If I had to criticize it for my workflows, it mostly just comes down to the fact that I'm kinda lazy and have limited freetime. There's a different kind of enjoyment in building dashboards when I'm being paid to than at 10pm at night when I've already spent ages working on stuff during the day.
The fun part of my hobby is building stuff, not necessarily tweaking my observability stack. In services hosted on a single server via docker, I just don't have the need to get fancy distributed traces to identify bottle necks in my code. It's a single program with a database. It's just not that complicated! YAGNI rules apply (That's "you ain't gonna need it" for those not in the know)
Dozzle, Beszel and Prometheus to the rescue
In we bring the two newcomers. Beszel is a simple Physical node monitor. Though, I technically could probably skip it as I'm on dokploy which technically does collect node metrics, but beszel is lightweight, trivial to configure, and can be connected to any number of services via webhooks so I can get notified if the server is getting hounded by DDoS.

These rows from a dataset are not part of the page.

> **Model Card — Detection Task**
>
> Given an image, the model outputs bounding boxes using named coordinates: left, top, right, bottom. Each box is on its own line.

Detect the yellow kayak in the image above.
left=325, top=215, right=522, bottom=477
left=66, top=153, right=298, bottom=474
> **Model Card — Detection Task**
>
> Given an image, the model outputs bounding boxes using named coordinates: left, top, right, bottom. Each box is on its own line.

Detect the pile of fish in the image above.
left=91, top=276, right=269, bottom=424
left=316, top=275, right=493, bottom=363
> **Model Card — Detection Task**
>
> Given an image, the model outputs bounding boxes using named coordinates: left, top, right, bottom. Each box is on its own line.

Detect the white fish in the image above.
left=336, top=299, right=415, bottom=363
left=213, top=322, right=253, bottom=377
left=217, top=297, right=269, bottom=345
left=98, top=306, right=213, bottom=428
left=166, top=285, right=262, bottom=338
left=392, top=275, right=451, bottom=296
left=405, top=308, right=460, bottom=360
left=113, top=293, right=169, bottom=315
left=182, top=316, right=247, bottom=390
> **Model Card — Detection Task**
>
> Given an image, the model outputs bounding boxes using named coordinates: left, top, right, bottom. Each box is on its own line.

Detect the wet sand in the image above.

Dozle on the otherhand, is a very lean, but powerful log aggregation and viewer. It even comes with it's own SQL based query language to help narrow in on any potential issues. Perfect for individual apps that don't have a whole lot of distributed tracing involved. It's enough for me at the moment.
The one part of the grafana stack that I kept was prometheus. There's honestly not a better metrics collection service that I have been able to find for open telemetry related stats and there's plenty of ways to craft lightweight websites and templates for displaying all your metrics. It's also got it's own versions of alerting which makes it a very handy tool for monitoring individual aspects of your services. Though I still haven't quite figured out how to get it to automagically discover individual services, so I have to periodically update it's config and reboot it. Not the end of the world, just a wee bit annoying.

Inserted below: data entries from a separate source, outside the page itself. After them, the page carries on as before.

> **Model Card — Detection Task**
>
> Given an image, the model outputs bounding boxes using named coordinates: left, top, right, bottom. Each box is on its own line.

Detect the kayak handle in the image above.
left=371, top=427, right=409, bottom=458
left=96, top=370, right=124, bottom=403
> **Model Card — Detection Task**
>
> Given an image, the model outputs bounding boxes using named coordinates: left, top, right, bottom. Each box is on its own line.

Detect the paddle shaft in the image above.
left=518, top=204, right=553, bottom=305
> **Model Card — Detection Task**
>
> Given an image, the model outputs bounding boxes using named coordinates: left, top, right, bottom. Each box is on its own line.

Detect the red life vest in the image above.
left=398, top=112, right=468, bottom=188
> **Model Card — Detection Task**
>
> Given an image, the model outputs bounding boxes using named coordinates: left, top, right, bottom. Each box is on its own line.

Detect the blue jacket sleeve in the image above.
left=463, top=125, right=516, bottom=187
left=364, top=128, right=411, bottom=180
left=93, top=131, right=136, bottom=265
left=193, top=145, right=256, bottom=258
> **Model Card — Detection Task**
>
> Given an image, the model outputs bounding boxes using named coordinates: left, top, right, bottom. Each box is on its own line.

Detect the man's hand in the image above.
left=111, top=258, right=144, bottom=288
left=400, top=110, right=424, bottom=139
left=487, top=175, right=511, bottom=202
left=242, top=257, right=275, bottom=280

Though, when writing this I almost forgot that the last thing is uptime kuma. This is another tool that works similarly to grafana's own baked in alerts, it's just so much easier to set up. One of the problems that I faced with grafana was getting a simple alert message to be posted in discord. I have a small number of users and just wanted to be able to have it post via webhook when the site is experiencing notable problems. With grafana, it basically gives an incidence dump (again, exactly what I want with my team, but not great for personal projects where I am a team of one).
All in all, I'm pretty satsified with how the stack has turned out.